Kate sighed. ‘I don’t understand. We’re living in the land of the free, and look how beautiful it is.’ She gestured out at the view: rolling fields and a couple of horses grazing in a paddock, their pale coats gleaming through the dusk. ‘When I was growing up, kids were still getting killed in Vietnam. We have so much to be thankful for these days. Why do folks have to turn on each other?’

Maddie shrugged. ‘Beats me. In the old days, people were thrown to the lions for sport – now we just tear them apart on social media.’

‘Can’t you ignore the abuse?’ Kate asked. ‘I mean, you don’t have to read it, do you? Stay off your phone for a while and don’t let these idiots upset you.’

‘That’s easy to say,’ Maddie muttered. ‘I need to have a profile for work, though. And even if I don’t see the comments, I know they’re there.’

It was hard to explain how much her confidence had been dented, how diffident she felt about expressing any kind of opinion now. She was finding it almost impossible to write anything for fear of the inevitable backlash, and viewing stats showed her articles weren’t as popular as they used to be.

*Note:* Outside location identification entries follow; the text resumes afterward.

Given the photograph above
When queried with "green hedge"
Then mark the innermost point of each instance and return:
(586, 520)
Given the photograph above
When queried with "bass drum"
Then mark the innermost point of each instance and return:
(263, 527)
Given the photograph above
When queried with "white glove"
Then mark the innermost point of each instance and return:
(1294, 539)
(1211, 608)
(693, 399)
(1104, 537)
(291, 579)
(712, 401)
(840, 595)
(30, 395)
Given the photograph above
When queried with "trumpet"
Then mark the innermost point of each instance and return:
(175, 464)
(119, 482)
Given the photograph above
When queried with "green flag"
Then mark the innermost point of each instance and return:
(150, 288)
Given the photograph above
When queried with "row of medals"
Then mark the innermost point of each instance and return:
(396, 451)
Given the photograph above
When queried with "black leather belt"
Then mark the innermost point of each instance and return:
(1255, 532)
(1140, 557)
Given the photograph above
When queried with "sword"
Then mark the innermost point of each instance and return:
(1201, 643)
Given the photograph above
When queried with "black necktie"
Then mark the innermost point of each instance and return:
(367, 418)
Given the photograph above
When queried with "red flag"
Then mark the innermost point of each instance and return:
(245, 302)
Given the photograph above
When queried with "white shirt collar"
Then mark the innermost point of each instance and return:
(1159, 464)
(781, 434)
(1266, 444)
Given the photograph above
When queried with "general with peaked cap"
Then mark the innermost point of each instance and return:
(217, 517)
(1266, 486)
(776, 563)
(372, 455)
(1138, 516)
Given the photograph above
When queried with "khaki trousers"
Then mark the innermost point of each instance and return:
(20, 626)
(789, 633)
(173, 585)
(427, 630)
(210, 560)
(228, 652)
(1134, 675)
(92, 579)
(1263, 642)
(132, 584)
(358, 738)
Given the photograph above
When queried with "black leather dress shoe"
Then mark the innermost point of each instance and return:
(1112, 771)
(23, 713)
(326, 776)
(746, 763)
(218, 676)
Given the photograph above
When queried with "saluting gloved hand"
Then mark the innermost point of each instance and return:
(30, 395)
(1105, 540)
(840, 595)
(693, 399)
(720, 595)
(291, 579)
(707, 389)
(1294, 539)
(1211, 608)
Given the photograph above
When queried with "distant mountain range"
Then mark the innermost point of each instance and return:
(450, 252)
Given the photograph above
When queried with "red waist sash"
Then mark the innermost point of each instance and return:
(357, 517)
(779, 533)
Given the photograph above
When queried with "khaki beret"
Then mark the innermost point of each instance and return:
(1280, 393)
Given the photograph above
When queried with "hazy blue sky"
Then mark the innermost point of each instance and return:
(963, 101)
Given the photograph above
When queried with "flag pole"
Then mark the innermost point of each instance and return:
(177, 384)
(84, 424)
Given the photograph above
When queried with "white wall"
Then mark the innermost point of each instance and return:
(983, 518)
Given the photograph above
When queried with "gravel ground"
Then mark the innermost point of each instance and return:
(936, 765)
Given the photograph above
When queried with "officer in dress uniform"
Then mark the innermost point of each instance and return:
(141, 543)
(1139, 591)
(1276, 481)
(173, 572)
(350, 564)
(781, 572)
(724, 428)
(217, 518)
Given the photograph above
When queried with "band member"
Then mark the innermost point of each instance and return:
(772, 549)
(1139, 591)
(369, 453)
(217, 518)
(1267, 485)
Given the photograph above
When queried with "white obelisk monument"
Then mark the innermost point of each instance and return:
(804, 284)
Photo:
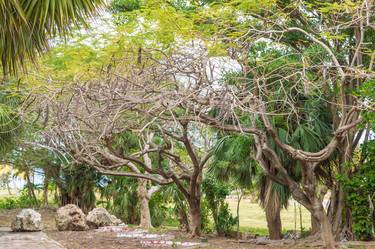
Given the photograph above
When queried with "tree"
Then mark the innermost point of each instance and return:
(166, 152)
(26, 27)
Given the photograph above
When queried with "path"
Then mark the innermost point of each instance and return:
(33, 240)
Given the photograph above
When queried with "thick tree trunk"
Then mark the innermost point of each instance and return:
(195, 217)
(145, 221)
(45, 193)
(326, 229)
(274, 223)
(315, 226)
(30, 187)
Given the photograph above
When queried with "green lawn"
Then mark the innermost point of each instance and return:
(252, 216)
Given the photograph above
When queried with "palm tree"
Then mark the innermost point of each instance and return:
(26, 26)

‘Well, I’m from another generation so it’s all a mystery to me.’ Kate stood up. ‘Think I’ll head back. Are you coming?’

‘Thanks,’ Maddie said, ‘but I’m going to check out the observation car.’

Kate was kind and meant well, but she didn’t understand the issues and her advice to just ignore the trolls grated. Maddie knew she needed to be on her own for a while.

She spent the next couple of hours gazing out of the floor-to-ceiling windows as darkness fell, trying to soothe herself with the wonders of nature as the train thundered through the mountainous wilderness of southern Oregon. It didn’t work.